Kala benderang dunia imbang, sayang segera remang-remang, lalu hilang tanpa bayang.
Aku hanya binatang!
Kelap-kelip cahaya menyinari malam yang kelabu, bersama secangkir kopi kunikmati silir-semilir angin yang menerpa pori-pori. Mata memejam pelan, namun masih terasa sinar remang-remang yang tak henti berkedip di sekelilingku.
Lingkungan yang asri, sejauh mata memandang masih terlihat pepohonan hijau berjejeran. Sejauh napas menghirup, masih terasa segar, sejuk nan menenangkan. Kondisi yang amat berbeda dengan situasi perkotaan. Sejauh mata memandang, hanya hamparan luas keabuan yang padat akan kendaraan. Sejauh napas menghirup, hanya sesak yang dirasakan.
Kunang-kunang pun jarang, bahkan hampir hilang sama sekali. Padahal biasanya ia indah nan megah, mempertontonkan kedipan cahaya membuat malam terasa begitu meriah. Lantas, sekarang di mana mereka singgah?
Dilansir dari laman Universitas Muhammadiyah Metro menyebutkan bahwa polusi cahaya yang terjadi di perkotaan menjadi alasan utama kunang-kunang menghilang. Di samping itu, cahaya perkotaan yang begitu terang juga menghancurkan ritual kawin kunang-kunang. Sederhananya, cahaya di tubuh kunang-kunang yang biasa digunakan untuk menarik minat lawan jenis sudah terkalahkan dengan terangnya cahaya perkotaan, ia redup, cahaya yang remang kini hilang, tugasnya tak lagi dikenang.
Lalu mengapa kunang-kunang benar-benar menghilang?
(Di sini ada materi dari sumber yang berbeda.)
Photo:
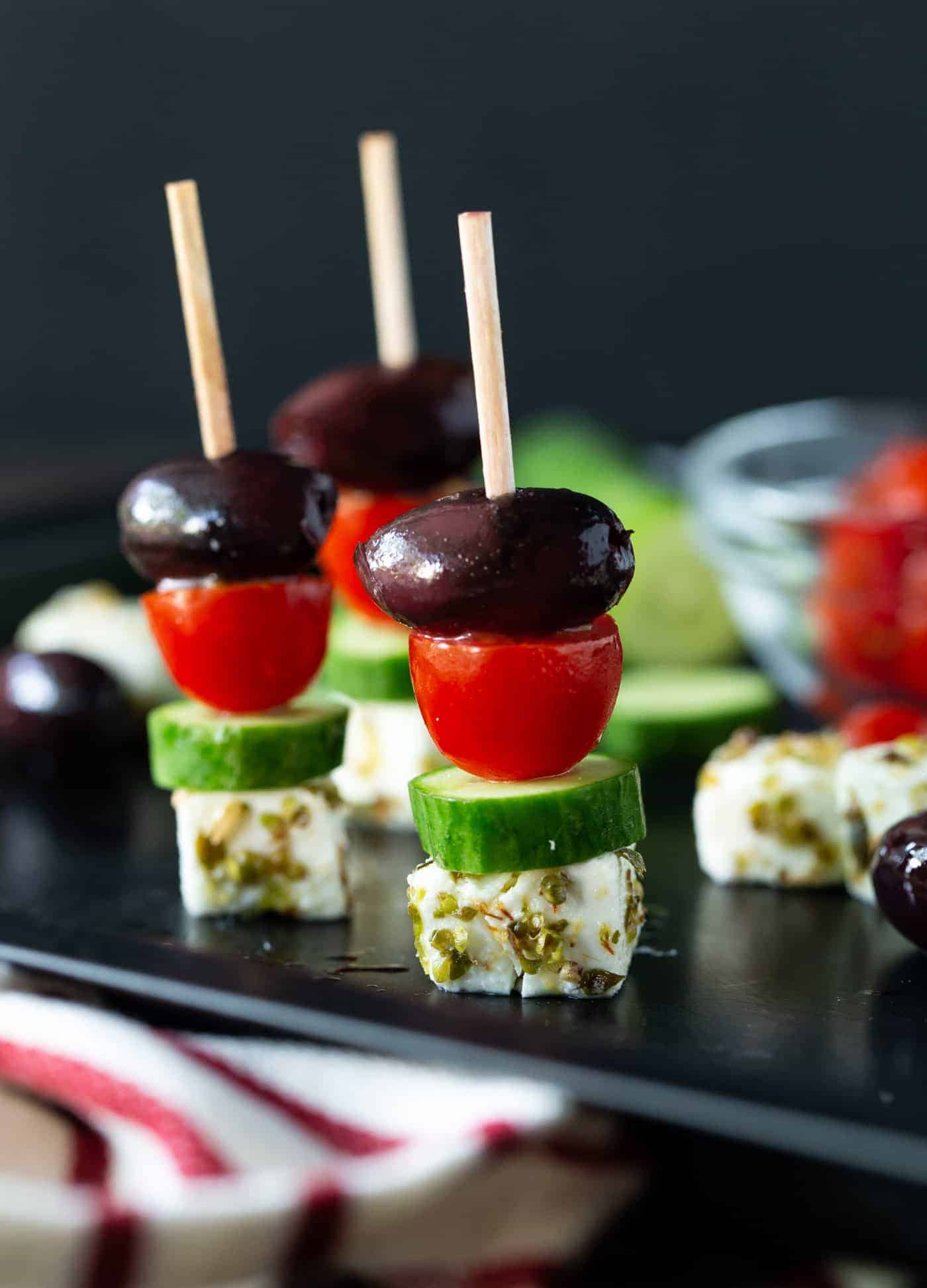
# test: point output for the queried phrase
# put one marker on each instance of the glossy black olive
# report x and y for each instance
(536, 561)
(240, 517)
(901, 878)
(58, 708)
(383, 429)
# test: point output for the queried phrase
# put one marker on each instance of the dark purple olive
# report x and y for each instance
(901, 878)
(240, 517)
(536, 561)
(383, 429)
(58, 708)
Bukankah masih ada beberapa tempat di perkotaan yang tak terang?
Dilansir dari laman pressreader.com, ternyata kunang-kunang benar-benar menghilang dari lingkungan perkotaan karena kehilangan habitat spesialnya, yakni habitat bebas pupuk maupun pestisida sintetis. Selain itu, kunang-kunang juga menyukai tempat-tempat yang memiliki tingkat kelembaban tinggi, cenderung basah, dan hangat, seperti rawa, hutan basah, tepi sungai, lahan perkebunan, dan sawah.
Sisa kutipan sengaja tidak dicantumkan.